Atlanta CIO Gary Brantley to step down
Atlanta Chief Information Officer Gary Brantley plans to leave city government at the end of this week after more than two years in the role, city officials told StateScoop.
In a brief Twitter direct message, Brantley confirmed he had accepted a private-sector “c-suite” job, but said he could not give any more details until his new employer announces it.
Brantley, a former CIO for the public school system in DeKalb County, Georgia, was hired by Atlanta Mayor Keisha Lance Bottoms in September 2018, as the city was still recovering from a debilitating ransomware attack that largely defined Bottoms’ first year as mayor.
While most of the services that had been knocked out by the March 2018 attack had been restored by the time Brantley started with the city, the task of reimagining Atlanta’s IT governance to prevent future incidents and improve its customer services fell to him.
“The message was that we were going to get back to operational basics,” he said in a March 2019 interview.
But the attack also meant that cybersecurity would be a primary component of any decision made by Atlanta Information Management, the citywide IT agency Brantley led.
“Going forward, we have a security strategy at the front of everything we do, even if it’s just conceptually,” he said last year. “We’re still going to innovate, but we’ve started to focus on having a secure operational environment and having that be the foundation before we get into disruptive types of technology.”
That mindset’s been realized in steps like the city’s greater investment in cloud storage, which Brantley said began shortly after his arrival, and Atlanta officials’ partnership with the Department of Homeland Security to defend the digital infrastructure of the Super Bowl the city hosted in 2019.
Brantley also joined Bottoms last year in Washington when the mayor pleaded with Congress for greater cybersecurity assistance to local governments.
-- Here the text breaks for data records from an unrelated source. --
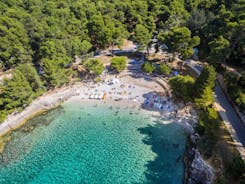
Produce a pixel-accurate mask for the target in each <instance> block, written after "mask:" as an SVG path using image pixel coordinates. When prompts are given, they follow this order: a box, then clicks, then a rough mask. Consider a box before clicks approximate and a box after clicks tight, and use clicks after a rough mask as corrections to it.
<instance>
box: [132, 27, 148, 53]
mask: <svg viewBox="0 0 245 184" xmlns="http://www.w3.org/2000/svg"><path fill="white" fill-rule="evenodd" d="M151 36H152V35H151V33H150V32H149V30H148V29H147V28H146V27H145V26H143V25H141V24H138V25H136V28H135V30H134V35H133V40H134V42H136V43H137V44H139V49H144V48H145V47H147V46H148V44H149V43H150V39H151Z"/></svg>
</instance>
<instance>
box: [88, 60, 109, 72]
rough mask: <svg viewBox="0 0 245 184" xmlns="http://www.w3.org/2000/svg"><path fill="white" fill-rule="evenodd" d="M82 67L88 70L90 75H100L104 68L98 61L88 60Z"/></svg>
mask: <svg viewBox="0 0 245 184" xmlns="http://www.w3.org/2000/svg"><path fill="white" fill-rule="evenodd" d="M84 66H85V67H86V68H87V69H88V70H89V72H90V73H91V74H94V75H100V74H102V72H103V71H104V69H105V67H104V66H103V64H102V63H101V62H100V61H99V60H98V59H89V60H87V61H86V62H85V63H84Z"/></svg>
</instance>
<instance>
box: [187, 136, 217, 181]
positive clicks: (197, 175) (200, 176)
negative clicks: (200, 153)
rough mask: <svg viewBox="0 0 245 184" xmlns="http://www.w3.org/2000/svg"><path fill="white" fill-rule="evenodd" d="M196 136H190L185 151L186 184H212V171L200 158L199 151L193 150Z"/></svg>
mask: <svg viewBox="0 0 245 184" xmlns="http://www.w3.org/2000/svg"><path fill="white" fill-rule="evenodd" d="M198 138H199V137H198V134H192V135H191V136H190V142H191V144H190V145H191V146H189V149H188V151H187V157H188V160H189V163H188V165H187V167H188V168H187V170H188V176H187V180H186V183H187V184H212V183H213V177H214V174H213V170H212V167H211V166H209V165H208V164H207V163H206V162H205V161H204V160H203V159H202V157H201V155H200V153H199V151H198V150H197V149H196V148H195V143H196V141H197V139H198Z"/></svg>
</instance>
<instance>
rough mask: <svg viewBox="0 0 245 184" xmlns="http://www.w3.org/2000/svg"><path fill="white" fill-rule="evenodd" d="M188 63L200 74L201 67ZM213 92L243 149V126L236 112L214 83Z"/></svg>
mask: <svg viewBox="0 0 245 184" xmlns="http://www.w3.org/2000/svg"><path fill="white" fill-rule="evenodd" d="M188 63H189V66H190V67H192V68H194V69H196V70H198V72H199V73H200V72H201V70H202V67H201V66H200V65H199V64H198V63H197V62H195V61H193V60H192V61H188ZM214 92H215V96H216V99H217V101H218V103H219V104H220V106H221V107H222V108H223V109H224V111H225V113H226V116H227V118H228V121H229V122H230V124H231V126H232V127H233V129H234V130H235V133H236V135H237V137H238V139H239V141H240V142H241V144H242V145H243V147H245V125H244V124H243V122H242V121H241V119H240V118H239V117H238V115H237V113H236V111H235V110H234V108H233V107H232V105H231V103H230V102H229V100H228V99H227V97H226V95H225V94H224V92H223V90H222V88H221V87H220V85H219V84H218V83H216V86H215V89H214Z"/></svg>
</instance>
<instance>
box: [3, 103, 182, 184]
mask: <svg viewBox="0 0 245 184" xmlns="http://www.w3.org/2000/svg"><path fill="white" fill-rule="evenodd" d="M159 121H163V120H159V119H155V120H152V118H149V115H146V114H142V113H140V112H138V110H137V109H135V110H132V109H127V108H126V107H119V106H118V107H113V108H110V106H109V105H106V104H102V103H101V104H98V105H97V106H95V104H93V103H86V104H84V103H83V104H81V103H74V102H73V103H71V102H69V103H65V104H64V105H63V106H62V107H61V108H58V109H55V110H52V111H50V112H48V113H47V114H45V115H41V116H38V117H36V118H34V119H32V120H31V121H30V122H29V123H28V124H27V125H25V127H23V128H21V129H20V130H18V131H16V132H14V133H13V135H12V137H13V138H12V141H10V142H9V143H8V144H7V146H6V149H5V152H4V153H3V154H2V155H1V157H0V183H1V184H5V183H6V184H12V183H21V184H22V183H40V184H48V183H58V184H62V183H72V184H76V183H82V184H83V183H84V184H85V183H91V184H95V183H98V184H104V183H106V184H107V183H112V184H114V183H115V184H116V183H122V184H127V183H134V184H135V183H153V184H155V183H166V184H179V183H182V182H183V177H184V164H183V161H182V156H183V152H184V147H185V141H186V134H185V132H184V130H183V129H182V128H181V127H180V126H178V125H176V124H174V123H171V124H162V123H159ZM27 129H33V130H32V131H27Z"/></svg>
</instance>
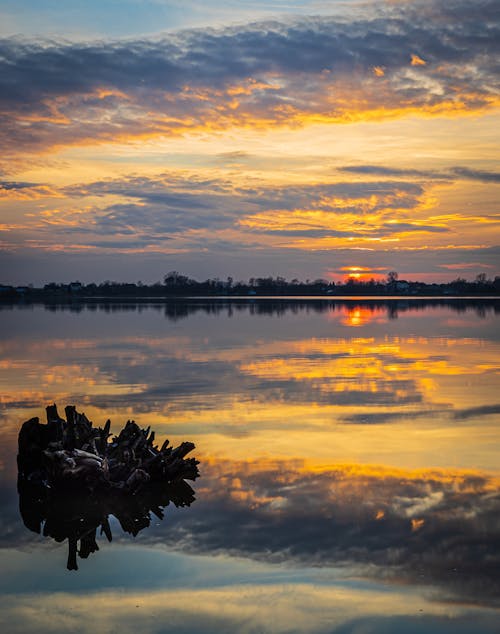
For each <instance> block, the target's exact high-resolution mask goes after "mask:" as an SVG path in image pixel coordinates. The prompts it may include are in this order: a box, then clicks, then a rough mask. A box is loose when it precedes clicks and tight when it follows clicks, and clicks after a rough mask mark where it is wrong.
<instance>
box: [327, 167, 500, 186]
mask: <svg viewBox="0 0 500 634" xmlns="http://www.w3.org/2000/svg"><path fill="white" fill-rule="evenodd" d="M338 169H339V171H340V172H348V173H350V174H364V175H370V176H385V177H400V178H418V179H422V180H473V181H479V182H482V183H500V172H489V171H485V170H476V169H471V168H468V167H451V168H450V169H448V170H445V171H439V170H434V171H425V170H414V169H400V168H395V167H385V166H382V165H346V166H343V167H339V168H338Z"/></svg>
Beyond the ransomware recovery, Brantley’s time as Atlanta’s CIO also included the formation of an advisory board that includes the top IT officers from several of the city’s biggest employers, including Coca-Cola and Delta Air Lines, and the formation of a new data strategy to harness the information the city collects from its law-enforcement technologies.
Still, the 2018 ransomware attack, the recovery from which cost $17 million, continued to loom large in any discussions of Atlanta and information technology. And speaking at CyberTalks last year, Brantley expressed his wariness about the public’s memory of the incident.
“People forget quickly,” he said then. “You would be surprised how quickly after this happens that people get complacent. We have to tell people this can happen again.”
Following Brantley’s departure, Atlanta Information Management will be led on an interim basis by the city’s chief technology officer, Tye Hayes, city officials said.